Applicato all’educazione, ciò vuole dire che se la Parola di Dio assegna alla famiglia il compito primario dell’educazione, questo non può essere delegato in toto ad altri. La soggettività della famiglia rimane e deve essere recuperata.

Altro aspetto che va evidenziato riguarda l’educazione integrale che mira ad educare la relazione con Dio, la relazione positiva con se stessi e con il prossimo e la relazione con il mondo.

L’avere affidato alla scuola statale il compito omnicomprensivo di educare su tutto questo ventaglio di relazioni (comprese l’affettività) è un atto di indebito trasferimento di responsabilità e, in più, visto che nella scuola statale operano ideologie volte a decostruire la famiglia, esso sta facendo più male che bene. 


Altro aspetto da cogliere è tratto dal secondo capitolo “Chi educa? Influenze culturali e sue conseguenze”. Qui viene denunciata l’influenza del cattolicesimo romano che sembra essere presente del DNA della cultura italiana attraverso secoli di storia e rafforzata da sue più recenti evoluzioni intrise di umanesimo.

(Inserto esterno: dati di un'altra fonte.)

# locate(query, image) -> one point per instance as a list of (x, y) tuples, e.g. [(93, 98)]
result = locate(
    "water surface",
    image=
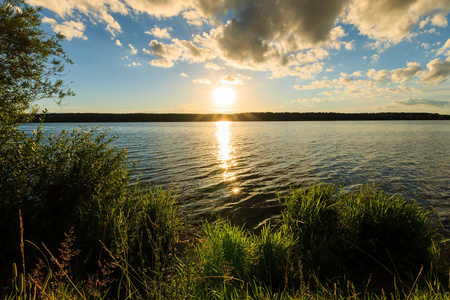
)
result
[(235, 169)]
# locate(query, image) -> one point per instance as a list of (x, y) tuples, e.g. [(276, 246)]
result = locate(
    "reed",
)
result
[(103, 236)]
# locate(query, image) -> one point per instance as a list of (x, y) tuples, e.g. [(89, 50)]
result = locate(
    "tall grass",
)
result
[(87, 232)]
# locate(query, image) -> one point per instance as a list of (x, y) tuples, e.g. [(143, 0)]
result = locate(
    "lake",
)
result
[(236, 169)]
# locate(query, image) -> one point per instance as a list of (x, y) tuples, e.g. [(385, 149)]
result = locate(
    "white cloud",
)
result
[(133, 50), (133, 64), (98, 11), (405, 74), (392, 21), (193, 17), (233, 80), (70, 29), (212, 66), (170, 52), (201, 81), (439, 20), (375, 58), (444, 48), (437, 72), (162, 63), (161, 33), (158, 8), (422, 103)]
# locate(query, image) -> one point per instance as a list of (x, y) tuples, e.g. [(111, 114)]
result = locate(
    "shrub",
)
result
[(386, 233), (275, 265), (311, 218), (225, 255), (57, 182)]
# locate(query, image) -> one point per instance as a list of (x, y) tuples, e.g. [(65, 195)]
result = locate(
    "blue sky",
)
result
[(205, 56)]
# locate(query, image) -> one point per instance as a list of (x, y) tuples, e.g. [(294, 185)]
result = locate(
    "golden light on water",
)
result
[(225, 150), (224, 97)]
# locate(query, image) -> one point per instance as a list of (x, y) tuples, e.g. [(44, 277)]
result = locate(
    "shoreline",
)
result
[(236, 117)]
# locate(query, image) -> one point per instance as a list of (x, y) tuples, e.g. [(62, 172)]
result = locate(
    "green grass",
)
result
[(106, 237)]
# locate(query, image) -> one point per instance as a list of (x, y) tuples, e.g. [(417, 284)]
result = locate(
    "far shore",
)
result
[(236, 117)]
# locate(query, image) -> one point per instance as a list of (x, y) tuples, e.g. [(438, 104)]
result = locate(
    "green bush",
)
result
[(80, 179), (383, 232), (358, 234), (225, 255), (58, 182), (275, 265), (311, 217)]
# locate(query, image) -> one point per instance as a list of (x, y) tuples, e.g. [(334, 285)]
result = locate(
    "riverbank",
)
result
[(236, 117), (75, 226)]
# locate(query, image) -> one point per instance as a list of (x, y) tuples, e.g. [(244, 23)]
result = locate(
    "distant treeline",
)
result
[(257, 116)]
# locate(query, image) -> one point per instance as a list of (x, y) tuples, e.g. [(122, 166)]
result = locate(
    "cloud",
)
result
[(379, 76), (70, 29), (444, 48), (170, 52), (439, 20), (133, 50), (133, 64), (161, 33), (422, 102), (201, 81), (375, 58), (437, 72), (159, 8), (95, 10), (162, 63), (392, 20), (405, 74), (212, 66), (193, 17), (232, 80)]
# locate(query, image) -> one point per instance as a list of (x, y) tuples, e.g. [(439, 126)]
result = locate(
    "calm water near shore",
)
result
[(235, 169)]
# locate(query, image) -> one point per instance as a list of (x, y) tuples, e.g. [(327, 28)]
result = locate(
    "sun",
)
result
[(224, 96)]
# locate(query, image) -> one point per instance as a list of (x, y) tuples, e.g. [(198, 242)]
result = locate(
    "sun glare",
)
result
[(223, 97)]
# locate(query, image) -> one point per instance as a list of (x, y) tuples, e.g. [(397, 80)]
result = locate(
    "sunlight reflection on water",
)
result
[(225, 150), (236, 169)]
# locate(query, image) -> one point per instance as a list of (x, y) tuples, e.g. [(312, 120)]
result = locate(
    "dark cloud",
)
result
[(290, 22)]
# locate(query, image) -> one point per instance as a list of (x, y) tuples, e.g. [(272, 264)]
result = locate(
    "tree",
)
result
[(31, 62)]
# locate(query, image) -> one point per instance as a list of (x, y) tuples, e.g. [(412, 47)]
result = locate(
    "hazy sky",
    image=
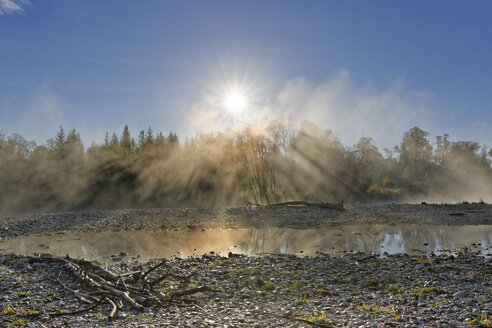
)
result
[(360, 68)]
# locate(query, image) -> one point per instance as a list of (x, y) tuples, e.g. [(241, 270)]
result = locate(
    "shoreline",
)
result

Il cattolicesimo romano e lo statalismo, influenzandosi reciprocamente, sembrano essere avversari, ma in realtà sono alleati. Entrambi sono lontani dalla visione biblica della famiglia. Il primo (il cattolicesimo) vuole mettere la chiesa sopra la famiglia; il secondo (lo Stato e le ideologie che in esso operano) vuole destrutturare la famiglia.

Entrambi, avocando a sé stessi il compito  che spetta di diritto alla famiglia, non solo  provocano un corto circuito tra sfere diverse di competenza ma anche una deresponsabilizzazione della famiglia, soggetto primario preposto a tale compito. 


Il fascicolo contiene anche delle proposte che consentirebbero alle famiglie evangeliche di essere organicamente presenti e propositive nei rapporti con la scuola statale. Ci sono il compito di vigilanza e di intervento che richiedono attenzione e azione.

Ad esempio, nel volume c’è una prima appendice che presenta un vademecum per le relazioni con la scuola; una seconda appendice che fa un appello per la costituzione di un’associazione di genitori evangelici; nella terza appendice sono elencate ben 16 domande per stimolare la riflessione. Il fascicolo contiene anche una ricca bibliografia a dimostrazione della ricerca che ne ha sostenuto la stesura. 


E’ bene che anche nelle chiese evangeliche si parli del ruolo della famiglia, non solo per l’educazione domestica e fisiologica alla vita famigliare, ma anche per quella forma di educazione più strutturata che si chiama “scuola”.

In Italia siamo ancora ai primissimi passi e c’è un enorme lavoro da fare. La cultura evangelica ha sempre tenuto in alta considerazione sia la famiglia sia il compito educativo. “Famiglie che educano” intreccia questi due fili e propone materiali per approfondire e per (speriamo) agire.